Vu les autres pièces du dossier.
Vu :
— le code de l’entrée et du séjour des étrangers et du droit d’asile ;
— le code de justice administrative.
Le président du tribunal a désigné M. Perrin, premier conseiller, pour statuer sur les demandes de référé.
Considérant ce qui suit :
1. Aux termes de l’article L. 521-2 du code de justice administrative : « Saisi d’une demande en ce sens justifiée par l’urgence, le juge des référés peut ordonner toutes mesures nécessaires à la sauvegarde d’une liberté fondamentale à laquelle une personne morale de droit public ou un organisme de droit privé chargé de la gestion d’un service public aurait porté, dans l’exercice d’un de ses pouvoirs, une atteinte grave et manifestement illégale. Le juge des référés se prononce dans un délai de quarante-huit heures. ». Aux termes de l’article L. 522-1 du même code : " Le juge des référés statue au terme d’une procédure contradictoire écrite ou orale. / Lorsqu’il lui est demandé de prononcer les mesures visées aux articles
L. 521-1 et L. 521-2, de les modifier ou d’y mettre fin, il informe sans délai les parties de la date et de l’heure de l’audience publique () « . L’article L. 522-3 de ce code dispose que : » Lorsque la demande ne présente pas un caractère d’urgence ou lorsqu’il apparaît manifeste, au vu de la demande, que celle-ci ne relève pas de la compétence de la juridiction administrative, qu’elle est irrecevable ou qu’elle est mal fondée, le juge des référés peut la rejeter par une ordonnance motivée sans qu’il y ait lieu d’appliquer les deux premiers alinéas de l’article L. 522-1 ".
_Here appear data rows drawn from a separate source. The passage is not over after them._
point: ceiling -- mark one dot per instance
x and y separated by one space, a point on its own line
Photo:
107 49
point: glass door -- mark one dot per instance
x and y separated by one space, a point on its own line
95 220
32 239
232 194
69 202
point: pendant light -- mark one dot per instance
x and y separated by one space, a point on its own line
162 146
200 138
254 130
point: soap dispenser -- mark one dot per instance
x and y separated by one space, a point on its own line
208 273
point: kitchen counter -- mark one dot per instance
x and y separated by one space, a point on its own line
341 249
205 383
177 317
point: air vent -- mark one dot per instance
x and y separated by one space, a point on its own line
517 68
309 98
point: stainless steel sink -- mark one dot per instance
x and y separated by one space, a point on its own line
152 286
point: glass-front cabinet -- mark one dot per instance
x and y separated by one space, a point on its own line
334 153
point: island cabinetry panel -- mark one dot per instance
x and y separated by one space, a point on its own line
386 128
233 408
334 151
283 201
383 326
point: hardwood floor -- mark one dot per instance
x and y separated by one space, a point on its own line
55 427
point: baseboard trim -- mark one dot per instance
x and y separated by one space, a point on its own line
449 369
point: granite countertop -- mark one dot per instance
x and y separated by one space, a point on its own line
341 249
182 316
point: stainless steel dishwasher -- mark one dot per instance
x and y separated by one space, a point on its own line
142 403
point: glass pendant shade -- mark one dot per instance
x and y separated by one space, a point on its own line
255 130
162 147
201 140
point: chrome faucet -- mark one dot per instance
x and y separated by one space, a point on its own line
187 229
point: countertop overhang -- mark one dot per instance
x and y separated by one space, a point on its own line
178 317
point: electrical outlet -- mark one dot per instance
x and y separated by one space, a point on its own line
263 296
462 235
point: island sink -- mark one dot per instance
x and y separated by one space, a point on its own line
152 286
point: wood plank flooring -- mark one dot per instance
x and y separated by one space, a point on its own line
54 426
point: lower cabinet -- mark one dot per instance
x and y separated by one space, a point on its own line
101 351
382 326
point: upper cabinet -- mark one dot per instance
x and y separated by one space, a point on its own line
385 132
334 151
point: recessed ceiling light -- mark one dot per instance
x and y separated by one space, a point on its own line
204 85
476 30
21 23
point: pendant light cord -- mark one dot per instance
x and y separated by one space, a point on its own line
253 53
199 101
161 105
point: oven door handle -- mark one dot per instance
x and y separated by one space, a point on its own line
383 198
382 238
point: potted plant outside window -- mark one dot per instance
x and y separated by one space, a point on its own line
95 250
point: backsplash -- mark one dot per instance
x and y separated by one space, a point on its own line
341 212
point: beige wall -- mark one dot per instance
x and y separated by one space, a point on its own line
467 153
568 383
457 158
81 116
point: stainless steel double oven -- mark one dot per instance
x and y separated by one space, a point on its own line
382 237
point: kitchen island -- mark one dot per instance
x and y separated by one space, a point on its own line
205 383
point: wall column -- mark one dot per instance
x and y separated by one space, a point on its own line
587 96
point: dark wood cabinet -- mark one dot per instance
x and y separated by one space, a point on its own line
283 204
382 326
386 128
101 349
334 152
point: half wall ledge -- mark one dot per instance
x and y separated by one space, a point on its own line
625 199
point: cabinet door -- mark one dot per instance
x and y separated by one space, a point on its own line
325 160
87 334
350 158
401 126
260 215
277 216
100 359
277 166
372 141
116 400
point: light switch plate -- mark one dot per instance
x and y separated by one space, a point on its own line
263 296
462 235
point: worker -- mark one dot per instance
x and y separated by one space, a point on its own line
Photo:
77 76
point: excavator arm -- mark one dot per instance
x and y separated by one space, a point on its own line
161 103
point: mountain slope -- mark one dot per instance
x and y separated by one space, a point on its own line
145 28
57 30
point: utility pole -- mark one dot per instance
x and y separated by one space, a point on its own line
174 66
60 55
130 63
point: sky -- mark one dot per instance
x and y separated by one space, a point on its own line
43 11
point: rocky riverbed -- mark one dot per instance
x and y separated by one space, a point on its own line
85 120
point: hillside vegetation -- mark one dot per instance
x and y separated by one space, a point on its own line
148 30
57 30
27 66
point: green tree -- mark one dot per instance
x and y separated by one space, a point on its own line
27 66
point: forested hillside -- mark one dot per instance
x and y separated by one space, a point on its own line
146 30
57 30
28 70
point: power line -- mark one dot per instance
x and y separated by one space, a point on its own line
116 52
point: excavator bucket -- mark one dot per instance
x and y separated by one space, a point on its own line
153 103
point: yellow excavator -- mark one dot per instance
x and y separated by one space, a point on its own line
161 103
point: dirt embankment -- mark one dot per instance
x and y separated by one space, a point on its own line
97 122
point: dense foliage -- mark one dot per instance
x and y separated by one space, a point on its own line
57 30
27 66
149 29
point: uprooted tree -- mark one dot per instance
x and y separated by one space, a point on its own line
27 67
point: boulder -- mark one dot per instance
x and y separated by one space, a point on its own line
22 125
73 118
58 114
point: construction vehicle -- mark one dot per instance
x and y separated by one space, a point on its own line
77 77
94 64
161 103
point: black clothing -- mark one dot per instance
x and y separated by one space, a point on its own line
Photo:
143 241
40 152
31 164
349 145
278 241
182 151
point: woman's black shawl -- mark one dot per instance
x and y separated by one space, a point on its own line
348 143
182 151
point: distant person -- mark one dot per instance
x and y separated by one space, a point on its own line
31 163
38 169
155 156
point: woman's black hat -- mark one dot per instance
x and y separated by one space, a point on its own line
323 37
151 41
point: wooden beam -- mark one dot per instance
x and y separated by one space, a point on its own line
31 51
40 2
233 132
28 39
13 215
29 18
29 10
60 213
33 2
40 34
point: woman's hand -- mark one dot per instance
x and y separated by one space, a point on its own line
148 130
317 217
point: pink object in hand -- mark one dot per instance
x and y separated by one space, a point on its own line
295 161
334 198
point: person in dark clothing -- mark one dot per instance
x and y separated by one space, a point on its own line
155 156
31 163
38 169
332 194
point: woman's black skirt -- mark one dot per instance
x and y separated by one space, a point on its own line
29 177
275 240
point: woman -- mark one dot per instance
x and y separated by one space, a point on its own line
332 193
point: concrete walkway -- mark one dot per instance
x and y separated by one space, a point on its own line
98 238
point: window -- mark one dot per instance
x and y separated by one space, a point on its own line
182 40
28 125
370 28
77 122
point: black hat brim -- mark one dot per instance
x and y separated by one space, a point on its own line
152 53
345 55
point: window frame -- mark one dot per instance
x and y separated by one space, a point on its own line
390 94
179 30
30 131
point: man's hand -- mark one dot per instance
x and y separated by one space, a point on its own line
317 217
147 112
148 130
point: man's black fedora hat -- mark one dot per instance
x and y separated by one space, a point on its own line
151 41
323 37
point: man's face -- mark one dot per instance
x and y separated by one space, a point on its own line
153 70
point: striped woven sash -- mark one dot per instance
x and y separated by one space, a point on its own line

2. L’usage par le juge des référés des pouvoirs qu’il tient des dispositions de l’article L. 521-2 est subordonné à la condition qu’une urgence particulière rende nécessaire l’intervention dans les quarante-huit heures d’une mesure de sauvegarde d’une liberté fondamentale à laquelle il est porté atteinte. D’une part, la seule circonstance qu’une atteinte à une liberté fondamentale serait avérée n’est pas de nature à caractériser l’existence d’une situation d’urgence particulière justifiant l’intervention du juge des référés dans le très bref délai prévu par les dispositions de l’article L. 521-2. D’autre part, une mesure d’assignation à résidence ne crée pas, par elle-même, une telle situation. Il appartient ainsi au requérant de justifier dans tous les cas de l’urgence, laquelle ne saurait être regardée comme remplie en l’absence d’éléments concrets, propres à chaque espèce, de nature à établir l’urgence des mesures sollicitées dans le cadre de cette procédure particulière de référé qui implique l’intervention du juge dans les plus brefs délais.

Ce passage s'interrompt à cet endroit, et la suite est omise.